The PLoS review article says that 25% of people actually believe there is a link between autism and vaccines, despite the scientific and medical experts telling us otherwise.  That statistic is poised to worsen now that celebrities have jumped on the bandwagon.  Jenny McCarthy, has become the poster-child for vaccine-autism controversy as she tells her powerful narrative of her son's struggle with the disease, and his "recovery" through homeopathic treatment.  She's appeared extensively on cable news shows where she has made ridiculous statements such as "parents' anecdotal information is science-based information".  Sorry, Jenny, but that's simply not true.  Another celebrity, Robert F. Kennedy, Jr., published his investigation on what he called a government conspiracy to cover up the links between autism and vaccines in the, ahem...illustrious and rigorous scientific journal, Rolling Stone.  As a result of this type of propaganda, infectious diseases once thought to be eliminated from the developed world are reemerging because some parents are not having their children vaccinated.

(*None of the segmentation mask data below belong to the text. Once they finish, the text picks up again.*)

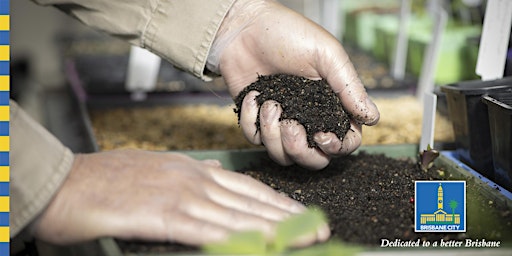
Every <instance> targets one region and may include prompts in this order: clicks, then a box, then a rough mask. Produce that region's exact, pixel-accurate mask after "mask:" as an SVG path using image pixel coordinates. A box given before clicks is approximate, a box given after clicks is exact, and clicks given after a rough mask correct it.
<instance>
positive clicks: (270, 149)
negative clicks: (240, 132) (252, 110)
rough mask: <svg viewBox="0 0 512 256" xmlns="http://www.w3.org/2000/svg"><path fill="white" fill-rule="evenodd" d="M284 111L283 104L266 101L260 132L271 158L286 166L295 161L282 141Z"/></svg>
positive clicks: (281, 164) (264, 106)
mask: <svg viewBox="0 0 512 256" xmlns="http://www.w3.org/2000/svg"><path fill="white" fill-rule="evenodd" d="M282 112H283V111H282V109H281V105H279V103H277V102H276V101H273V100H269V101H265V102H264V103H263V104H262V105H261V108H260V132H261V142H262V143H263V145H265V148H267V151H268V153H269V156H270V158H272V160H274V161H276V162H277V163H279V164H280V165H284V166H286V165H291V164H293V161H292V160H291V159H290V158H289V157H288V156H287V155H286V153H285V152H284V148H283V145H282V143H281V128H280V122H279V118H280V116H281V113H282Z"/></svg>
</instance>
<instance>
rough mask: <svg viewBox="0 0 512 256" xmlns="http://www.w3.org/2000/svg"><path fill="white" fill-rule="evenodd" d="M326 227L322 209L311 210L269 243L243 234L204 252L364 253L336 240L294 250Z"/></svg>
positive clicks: (262, 252) (286, 224)
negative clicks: (301, 243) (300, 241)
mask: <svg viewBox="0 0 512 256" xmlns="http://www.w3.org/2000/svg"><path fill="white" fill-rule="evenodd" d="M325 223H326V218H325V215H324V213H323V212H322V211H321V210H320V209H317V208H309V209H308V210H306V211H305V212H304V213H301V214H298V215H294V216H292V217H290V218H288V219H286V220H284V221H282V222H281V223H279V224H278V226H277V229H276V235H275V238H274V240H273V241H266V239H265V237H264V235H263V233H261V232H259V231H243V232H238V233H234V234H232V235H231V236H230V237H229V238H228V239H227V241H225V242H221V243H213V244H207V245H205V246H203V252H205V253H208V254H212V255H248V254H249V255H288V256H309V255H311V256H313V255H315V256H316V255H327V256H329V255H333V256H334V255H336V256H337V255H355V254H356V253H357V252H359V251H361V248H359V247H356V246H352V245H345V244H343V243H341V242H337V241H332V240H331V241H328V242H326V243H322V244H316V245H313V246H310V247H306V248H293V244H294V242H295V241H297V239H299V238H300V237H303V236H305V235H308V234H312V233H315V232H316V231H317V229H318V228H319V227H320V226H321V225H324V224H325Z"/></svg>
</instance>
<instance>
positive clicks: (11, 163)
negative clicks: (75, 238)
mask: <svg viewBox="0 0 512 256" xmlns="http://www.w3.org/2000/svg"><path fill="white" fill-rule="evenodd" d="M9 125H10V136H11V145H10V147H11V148H10V165H11V171H10V196H11V205H10V210H11V217H10V219H9V221H10V232H11V237H14V236H16V235H17V234H18V233H19V232H20V231H21V230H22V229H23V228H24V227H26V226H27V225H28V224H29V223H30V222H31V221H32V220H33V219H34V218H35V217H36V216H37V215H39V214H40V213H41V212H42V211H43V209H44V208H45V207H46V206H47V205H48V204H49V202H50V201H51V199H52V198H53V196H54V195H55V193H56V191H57V190H58V189H59V188H60V186H61V184H62V182H63V181H64V180H65V179H66V177H67V175H68V173H69V171H70V170H71V166H72V164H73V159H74V155H73V153H72V152H71V151H70V150H69V149H68V148H66V147H65V146H64V145H62V143H60V141H58V140H57V139H56V138H55V137H54V136H53V135H51V134H50V133H49V132H48V131H47V130H46V129H44V128H43V127H42V126H41V125H40V124H38V123H37V122H36V121H35V120H33V119H32V118H30V117H29V115H28V114H27V113H25V112H24V111H23V110H22V109H21V108H19V107H18V105H17V104H16V103H15V102H14V101H11V102H10V122H9Z"/></svg>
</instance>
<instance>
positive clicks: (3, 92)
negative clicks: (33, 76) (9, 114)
mask: <svg viewBox="0 0 512 256" xmlns="http://www.w3.org/2000/svg"><path fill="white" fill-rule="evenodd" d="M0 105H1V106H8V105H9V91H0Z"/></svg>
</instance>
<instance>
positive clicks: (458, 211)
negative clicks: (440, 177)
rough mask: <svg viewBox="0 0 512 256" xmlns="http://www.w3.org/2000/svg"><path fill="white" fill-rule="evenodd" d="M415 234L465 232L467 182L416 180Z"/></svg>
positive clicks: (465, 225)
mask: <svg viewBox="0 0 512 256" xmlns="http://www.w3.org/2000/svg"><path fill="white" fill-rule="evenodd" d="M414 187H415V199H414V202H415V207H414V231H415V232H466V181H415V184H414Z"/></svg>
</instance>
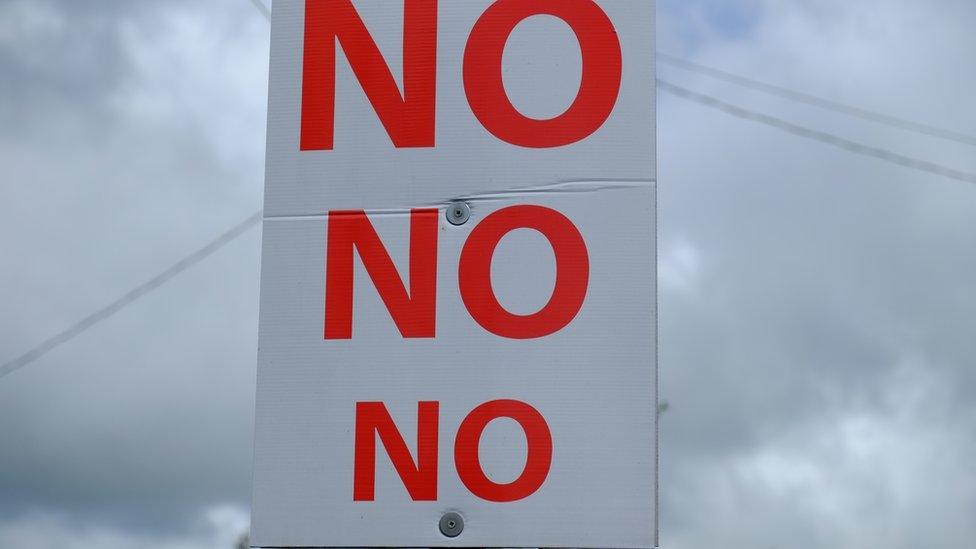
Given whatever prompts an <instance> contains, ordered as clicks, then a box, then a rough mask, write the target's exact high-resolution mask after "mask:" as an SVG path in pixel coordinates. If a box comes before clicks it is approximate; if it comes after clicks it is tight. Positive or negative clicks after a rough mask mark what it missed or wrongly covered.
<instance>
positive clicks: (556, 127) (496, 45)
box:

Next, I want to point out a Newsweek feature that criticized the health advice the infallible Oprah Winfrey is promoting within her media empire.  Don't get me wrong, I know Oprah has done a lot of good for many people, but she has to be held accountable for the health advice she hands out, especially when that advice drastically differs from common medical practice.  For instance, the Newsweek article mentions an interview Oprah conducted with actress Susanne Somers, who advocates using non-FDA approved, synthesized hormone replacement products aimed at post-menopausal women to reverse the process of aging.  Common medical practice suggests that hormone replacement therapy be used in small doses, for a short period of time, to relieve the symptoms of menopause ONLY in very extreme cases.  Hormone therapy can increase a woman's chance of developing cardiovascular disease (heart attack or stroke) and cancer.  During the show, Oprah had medical experts on-site, but since they were in the audience, and had to raise their hands to interject in the dialog.  When a physician expressed concerns over Susanne Somers' promotion of hormone supplements, Oprah came to Somers' defense.  Apparently, Oprah takes the word of an actress over physicians in the audience.

The best advice I ever received in graduate school was, "Don't believe everything you read".  This pearl of wisdom was directed at scientific literature, as one of the most powerful skills a scientist learns is the ability to distinguish between good studies and not-so-good studies.  I suggest a revised mantra for the times -- "(Please, Please, Please) Don't believe everything celebrities say".  Check out the links to the full articles I covered here.  You'd be severely short-changed if you only relied on my 5-cent summaries.